Stabilnya harga beras ini tidak lepas dari upaya pemerintah dalam menjaga pasokan melalui distribusi cadangan beras pemerintah (CBP) serta operasi pasar yang dilakukan oleh Perum Bulog di berbagai daerah. Langkah ini dinilai cukup efektif dalam meredam lonjakan harga, terutama menjelang periode dengan potensi kenaikan permintaan.
Meski demikian, para pengamat ekonomi mengingatkan bahwa tekanan terhadap harga pangan masih berpotensi terjadi, terutama jika terjadi gangguan produksi atau distribusi. Faktor global seperti harga energi, nilai tukar rupiah, dan kondisi geopolitik juga turut memengaruhi biaya produksi dan logistik pangan di dalam negeri.
Daging, Gula, dan Minyak Goreng Cenderung Stabil
Sementara itu, sejumlah komoditas lain terpantau relatif stabil meski tetap berada pada level yang cukup tinggi. Harga cabai merah besar tercatat Rp 53.950 per kg, cabai merah keriting Rp 48.050 per kg, dan cabai rawit hijau Rp 35.350 per kg. Variasi harga ini menunjukkan perbedaan pasokan dan preferensi konsumen di pasar.

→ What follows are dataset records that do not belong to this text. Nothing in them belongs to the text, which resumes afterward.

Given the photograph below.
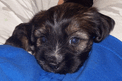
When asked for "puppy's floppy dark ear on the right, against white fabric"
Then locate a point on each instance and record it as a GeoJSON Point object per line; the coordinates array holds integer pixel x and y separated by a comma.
{"type": "Point", "coordinates": [105, 25]}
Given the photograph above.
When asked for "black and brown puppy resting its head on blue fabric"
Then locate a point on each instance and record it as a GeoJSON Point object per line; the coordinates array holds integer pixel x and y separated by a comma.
{"type": "Point", "coordinates": [61, 38]}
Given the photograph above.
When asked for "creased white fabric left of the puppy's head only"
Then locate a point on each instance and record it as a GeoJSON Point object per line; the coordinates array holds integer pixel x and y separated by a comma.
{"type": "Point", "coordinates": [14, 12]}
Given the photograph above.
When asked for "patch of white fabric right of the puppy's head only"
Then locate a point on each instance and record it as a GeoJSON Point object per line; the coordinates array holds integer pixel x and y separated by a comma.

Untuk komoditas protein hewani, harga daging ayam ras segar berada di Rp 40.050 per kg. Harga ini cenderung stabil dalam beberapa waktu terakhir, seiring dengan pasokan yang cukup dan permintaan yang masih terkendali. Sementara itu, daging sapi kualitas I dijual Rp 148.950 per kg dan kualitas II Rp 145.400 per kg, yang masih tergolong tinggi dibandingkan rata-rata daya beli masyarakat.
Harga gula pasir premium tercatat Rp 22.200 per kg, sedangkan gula pasir lokal berada di Rp 20.200 per kg. Stabilitas harga gula ini didukung oleh distribusi yang cukup lancar serta ketersediaan stok dari dalam negeri.
Di sektor minyak goreng, harga juga relatif tidak mengalami perubahan signifikan. Minyak goreng curah berada di Rp 20.450 per liter, minyak goreng kemasan bermerek I di Rp 25.750 per liter, dan kemasan bermerek II di Rp 23.750 per liter. Pemerintah terus memantau distribusi minyak goreng guna memastikan ketersediaan dan keterjangkauan harga bagi masyarakat.
Secara keseluruhan, kondisi harga pangan saat ini menunjukkan kombinasi antara kenaikan pada beberapa komoditas dan stabilitas pada lainnya. Hal ini menjadi indikator bahwa pengendalian inflasi pangan masih menjadi tantangan penting. Pemerintah bersama pemangku kepentingan diharapkan terus memperkuat koordinasi, mulai dari produksi, distribusi, hingga pengawasan harga, agar daya beli masyarakat tetap terjaga di tengah tekanan ekonomi yang ada.